Calculating your area is straightforward once you know the Octagon formula and what each input means. This guide explains the method in plain language, walks through a manual calculation, and gives worked examples you can follow — then you can do it instantly with the Octagon Calculator.
What is Octagon?
The Octagon calculation tells you your area from a few simple inputs. The figure you are solving for here is the area.
The Octagon formula
The core formula is:
Area = 2 × (1 + √(2)) × Side length ^ 2
Here is what each input means:
- Side length — a value measured in units. Example: 5 units.
How to calculate it step by step
- Write down the side length (for example, 5 units).
- Apply the formula above to get your area.
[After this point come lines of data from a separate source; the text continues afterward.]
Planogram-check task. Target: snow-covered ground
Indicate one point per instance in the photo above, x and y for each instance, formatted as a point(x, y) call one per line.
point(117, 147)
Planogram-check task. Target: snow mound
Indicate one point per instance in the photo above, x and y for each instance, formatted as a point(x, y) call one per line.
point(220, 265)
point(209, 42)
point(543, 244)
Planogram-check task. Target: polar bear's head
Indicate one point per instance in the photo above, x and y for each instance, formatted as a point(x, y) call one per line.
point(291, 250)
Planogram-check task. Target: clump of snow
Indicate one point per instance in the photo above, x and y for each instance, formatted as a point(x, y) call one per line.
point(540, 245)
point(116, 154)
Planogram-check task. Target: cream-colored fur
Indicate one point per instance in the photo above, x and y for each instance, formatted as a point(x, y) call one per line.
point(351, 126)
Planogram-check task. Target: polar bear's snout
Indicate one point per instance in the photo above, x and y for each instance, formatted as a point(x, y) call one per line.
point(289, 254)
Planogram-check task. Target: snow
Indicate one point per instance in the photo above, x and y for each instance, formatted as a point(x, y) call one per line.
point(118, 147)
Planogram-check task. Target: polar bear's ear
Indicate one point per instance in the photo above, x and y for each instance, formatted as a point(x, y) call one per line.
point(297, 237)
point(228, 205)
- Double-check the result with the Octagon Calculator.
Worked examples
Example 1
| Input / Output | Value |
|---|---|
| Side length | 5 units |
| Area | 120.7107 |
| Perimeter | 40.0000 |
With side length of 5 units, the area works out to 120.7107.
Example 2
With side length of 10 units, the area works out to 482.8427.
| Result | Value |
|---|---|
| Area | 482.8427 |
| Perimeter | 80.0000 |
Example 3
With side length of 2.5 units, the area works out to 30.1777.
| Result | Value |
|---|---|
| Area | 30.1777 |
| Perimeter | 20.0000 |
Tips for an accurate result
- Keep your units consistent — mixing, say, months with years or grams with kilograms is the most common source of error.
- Round only at the very end. Rounding inputs early can shift the final answer noticeably.
- Re-run the numbers whenever an input changes, rather than estimating from an old result.
Prefer not to do the maths by hand? — the Octagon Calculator does it instantly, for free, with the formula and a worked example built in.
Related calculators
Continue exploring math calculators with these tools: Margin of Error Calculator, Sample Size Calculator, Confidence Interval Calculator, Coefficient of Variation Calculator, Regular Heptagon Area Calculator.